In an ideal world, the pie would be shared equitably across nations, ensuring that no country is precluded from access to these lifesaving resources. It’s a goal that COVAX, an international alliance established to ensure that all countries have equal access to the vaccine, believes it can achieve if countries are willing to work together. But cooperation of this kind hasn’t exactly been a hallmark of public-health crises, past or present: During the 2009 swine-flu outbreak, wealthy countries reserved huge numbers of vaccine doses for themselves, leaving low-income countries to rely on donations that would arrive much later. Today, countries are still reverting to those nationalist instincts by imposing export bans on face masks, ventilators, and other essential resources.
COVAX hasn’t been without success: More than 180 economies, about half of which are high-income, have signed on to the initiative.

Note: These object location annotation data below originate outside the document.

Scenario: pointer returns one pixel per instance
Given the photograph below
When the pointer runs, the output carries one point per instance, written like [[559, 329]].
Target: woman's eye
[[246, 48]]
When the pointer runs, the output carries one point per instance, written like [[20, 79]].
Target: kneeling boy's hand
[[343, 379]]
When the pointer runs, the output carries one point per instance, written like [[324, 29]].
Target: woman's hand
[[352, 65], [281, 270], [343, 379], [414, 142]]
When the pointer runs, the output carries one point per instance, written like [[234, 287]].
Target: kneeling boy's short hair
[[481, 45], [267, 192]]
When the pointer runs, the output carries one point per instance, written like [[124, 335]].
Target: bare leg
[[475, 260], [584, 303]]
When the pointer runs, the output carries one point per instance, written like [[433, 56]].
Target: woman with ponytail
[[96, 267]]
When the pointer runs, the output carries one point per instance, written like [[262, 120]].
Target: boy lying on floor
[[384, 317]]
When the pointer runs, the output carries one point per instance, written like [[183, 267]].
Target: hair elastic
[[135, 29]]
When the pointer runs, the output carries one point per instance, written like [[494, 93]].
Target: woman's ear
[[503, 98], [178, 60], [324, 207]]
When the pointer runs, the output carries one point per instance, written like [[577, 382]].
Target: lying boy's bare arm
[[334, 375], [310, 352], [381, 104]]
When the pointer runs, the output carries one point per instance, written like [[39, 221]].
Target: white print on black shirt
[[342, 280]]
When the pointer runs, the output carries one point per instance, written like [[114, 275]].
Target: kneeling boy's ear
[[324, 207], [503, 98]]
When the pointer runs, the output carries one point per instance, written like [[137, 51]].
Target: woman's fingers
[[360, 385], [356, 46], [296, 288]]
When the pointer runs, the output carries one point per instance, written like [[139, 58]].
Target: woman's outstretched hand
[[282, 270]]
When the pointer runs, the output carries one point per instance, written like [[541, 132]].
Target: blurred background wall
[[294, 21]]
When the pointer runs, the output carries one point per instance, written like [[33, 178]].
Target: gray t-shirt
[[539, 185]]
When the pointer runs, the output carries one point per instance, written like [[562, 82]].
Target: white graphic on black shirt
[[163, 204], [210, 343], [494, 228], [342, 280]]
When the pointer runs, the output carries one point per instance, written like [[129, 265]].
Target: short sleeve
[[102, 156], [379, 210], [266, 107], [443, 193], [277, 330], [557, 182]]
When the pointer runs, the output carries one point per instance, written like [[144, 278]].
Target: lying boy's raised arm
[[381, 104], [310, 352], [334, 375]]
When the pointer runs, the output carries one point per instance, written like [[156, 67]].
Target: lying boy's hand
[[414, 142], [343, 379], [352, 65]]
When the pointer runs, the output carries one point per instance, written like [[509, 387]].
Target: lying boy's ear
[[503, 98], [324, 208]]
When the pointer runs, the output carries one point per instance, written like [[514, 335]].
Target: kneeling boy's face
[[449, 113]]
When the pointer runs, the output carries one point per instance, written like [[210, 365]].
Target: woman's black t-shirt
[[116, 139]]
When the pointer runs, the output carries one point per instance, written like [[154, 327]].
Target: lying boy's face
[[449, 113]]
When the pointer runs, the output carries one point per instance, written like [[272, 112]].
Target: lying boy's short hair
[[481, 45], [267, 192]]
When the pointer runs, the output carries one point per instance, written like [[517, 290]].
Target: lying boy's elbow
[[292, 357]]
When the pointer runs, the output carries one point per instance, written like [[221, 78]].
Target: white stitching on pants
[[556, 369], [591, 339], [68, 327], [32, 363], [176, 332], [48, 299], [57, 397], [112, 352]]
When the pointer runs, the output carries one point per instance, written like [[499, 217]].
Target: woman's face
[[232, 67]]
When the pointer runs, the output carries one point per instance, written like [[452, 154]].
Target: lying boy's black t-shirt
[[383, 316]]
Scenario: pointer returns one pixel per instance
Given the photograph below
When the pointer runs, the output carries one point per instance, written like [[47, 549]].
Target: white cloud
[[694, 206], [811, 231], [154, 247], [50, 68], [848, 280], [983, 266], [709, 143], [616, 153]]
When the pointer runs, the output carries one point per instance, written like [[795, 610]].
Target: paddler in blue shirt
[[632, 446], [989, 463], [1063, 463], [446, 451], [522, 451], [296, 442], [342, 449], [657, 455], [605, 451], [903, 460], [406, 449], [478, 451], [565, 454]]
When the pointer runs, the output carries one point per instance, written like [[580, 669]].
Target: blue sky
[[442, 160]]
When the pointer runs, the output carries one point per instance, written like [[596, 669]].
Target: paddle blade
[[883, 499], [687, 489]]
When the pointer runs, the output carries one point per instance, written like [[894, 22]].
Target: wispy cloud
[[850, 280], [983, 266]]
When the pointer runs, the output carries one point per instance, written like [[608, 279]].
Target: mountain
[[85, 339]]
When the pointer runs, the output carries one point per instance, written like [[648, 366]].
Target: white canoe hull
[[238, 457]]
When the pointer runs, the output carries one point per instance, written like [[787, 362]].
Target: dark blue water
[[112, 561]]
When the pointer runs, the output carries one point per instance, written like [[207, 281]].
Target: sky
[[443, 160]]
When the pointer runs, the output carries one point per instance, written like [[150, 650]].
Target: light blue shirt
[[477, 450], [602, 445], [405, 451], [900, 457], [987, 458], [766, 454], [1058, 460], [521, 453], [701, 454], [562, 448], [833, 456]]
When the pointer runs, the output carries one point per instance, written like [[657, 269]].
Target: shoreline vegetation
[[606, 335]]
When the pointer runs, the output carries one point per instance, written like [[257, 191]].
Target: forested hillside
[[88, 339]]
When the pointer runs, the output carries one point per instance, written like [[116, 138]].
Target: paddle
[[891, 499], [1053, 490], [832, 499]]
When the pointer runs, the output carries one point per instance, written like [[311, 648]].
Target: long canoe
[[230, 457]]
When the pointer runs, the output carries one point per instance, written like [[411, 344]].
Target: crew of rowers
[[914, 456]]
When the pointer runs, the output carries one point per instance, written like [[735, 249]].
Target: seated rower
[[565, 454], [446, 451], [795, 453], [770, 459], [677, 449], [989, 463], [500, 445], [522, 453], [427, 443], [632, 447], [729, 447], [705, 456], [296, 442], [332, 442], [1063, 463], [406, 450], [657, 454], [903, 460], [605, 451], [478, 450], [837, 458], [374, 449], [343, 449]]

What’s more, it has reserved enough manufacturing capacity to produce more than 1 billion doses—a goal which it aims to double by the end of next year. But that production will take time, leaving the alliance with just 700 million doses in advance market commitments in the short term—a sum significantly smaller than the number of doses reserved by many wealthy nations, and far short of its goal of providing enough doses to inoculate at least 20 percent of participating countries’ populations.
This isn’t COVAX’s only challenge. For one, the U.S. and Russia have both opted out of the project—a decision that, in the case of Washington, was prompted by the participation of the World Health Organization, which the U.S. withdrew from this year. (Though President-elect Joe Biden has pledged that the U.S. will rejoin the institution under his administration, it’s not yet clear whether that intent will extend to joining COVAX.) Then there’s the paradox that participating in COVAX hasn’t precluded high-income countries from striking their own bilateral vaccine deals—efforts that fundamentally undermine the initiative’s goal of equal distribution.
“There seems to be no stipulation that they shouldn't be doing these bilateral deals, so there is a tension there in [terms of] sheer goals,” Tamaryn Nelson, an Amnesty International researcher on the right to health, told me. “Clearly one undermines the other.”
This go-it-alone approach doesn’t just impede COVAX. It also risks perpetuating harm to public health and the global economy. According to recent modeling by Northeastern University, proportional distribution of vaccines could avert nearly twice as many deaths as a vaccine distribution limited to only high-income countries. Further modeling conducted by the Rand Corporation concluded that inequitable vaccine distribution could cost the global economy up to $1.2 trillion in GDP. Conversely, if low- and middle-income countries were granted equal access, according to Rand, the cost to the global economy would be considerably less.
“A collective response … doesn’t just make moral sense—it makes scientific sense,” a spokesperson for the vaccine alliance Gavi, which leads COVAX with the WHO, told me in an email. “If rich countries monopolize vaccines at the outset, it will take us a lot longer, and many more people will die, than if we distribute on a global, equitable basis.”
If the pandemic has cast doubt on the ability of countries to implement a multilateral response to a global problem, that portends poorly for other shared crises—not least climate change. Both challenges require unprecedented collaboration. Both disproportionately affect low-income communities. Neither can be averted by any single nation on the basis of wealth alone.